Thursday, December 9, 2010

Preview "Reach Out, Speak Up" Tonight at the Griffin School

Standing: Tommie as "The Rocket," Stephanie as "Melissa," and Adrian as "Dude"
Seated: Kristal plays "Claire"

"Reach Out, Speak Up" is an original theatre piece that our ensemble of 20 teens and 3 adult facilitators have created over the course of the Fall semester. This play aims to address issues of bullying and the isolation many teens face in high school. We hope to engage our audiences in dialogue about these issues, so please come see our work-in-development and join us in our creative process.

"Reach Out, Speak Up" is appropriate for middle school aged audiences and up.

Where: Griffin School 710 e 41st street, across from the Hancock Center

When: Thursday, December 9th - Performance will begin at 8pm.

From left to right: Adalai as "Melissa," Adrian as "Dude" and Nicole as "Claire"

Please see our blurb below from more info about our story!

Being the new kid in high school is tough. Finding yourself the victim of bullying in school is worse. When Claire, a new student, becomes the target of a cyberbullying campaign, she realizes she does not know where to turn.

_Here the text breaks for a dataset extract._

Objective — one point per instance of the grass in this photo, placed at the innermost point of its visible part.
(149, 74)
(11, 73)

Observe the story from both sides in our new Changing Lives performance.

How can the new girl find a way to fight back against cyberbullying? How can bystanders, both in school and online, take action? What can our teachers and families do to support their kids and students? What pushes someone to become the bully?

Our play is still a work in progress but we're very proud of our group's hard work. Join us at the Griffin School to engage in the dialogue and celebrate a successful fall semester with our super-talented ensemble.

Wednesday, December 1, 2010

Standing Up to Cyberbullying!

In our latest play, a new girl comes to school to get a new start and finds herself the victim of a cyberbullying campaign. This behavior has become a huge problem among young people in the last few years. Cyberbullying is when teens use the Internet, cell phones or other devices to send or post messages or images that are intended to hurt or embarrass another person.

Cyberbullying behaviors can look different. Pretending to be someone you're not to trick others, spreading lies or rumors about the victim, tricking people to reveal personal information, sending (or forwarding) mean text messages or posting pictures of someone without their consent can all be forms of cyberbullying.

If you or someone you know is being harassed via text messages or the Internet, there are steps that can be taken to end it. You can start by blocking all communication with the bully, deleting their messages without reading them and reporting the problem to an adult. You should also talk to your friends about what is happening and give them chances to support you.

According to the National Crime Prevention Council, 81% of teens surveyed said they thought most people do it because they think it's funny. Because we can't easily interpret the tone of a text message, what one person calls a joke can end up being dangerously hurtful.

Remember -- encouraging your friends to pass along anything that could hurt someone IS Cyberbullying. Stand up to your friends and tell them to stop it. Let them know that no one deserved to be Cyberbullied!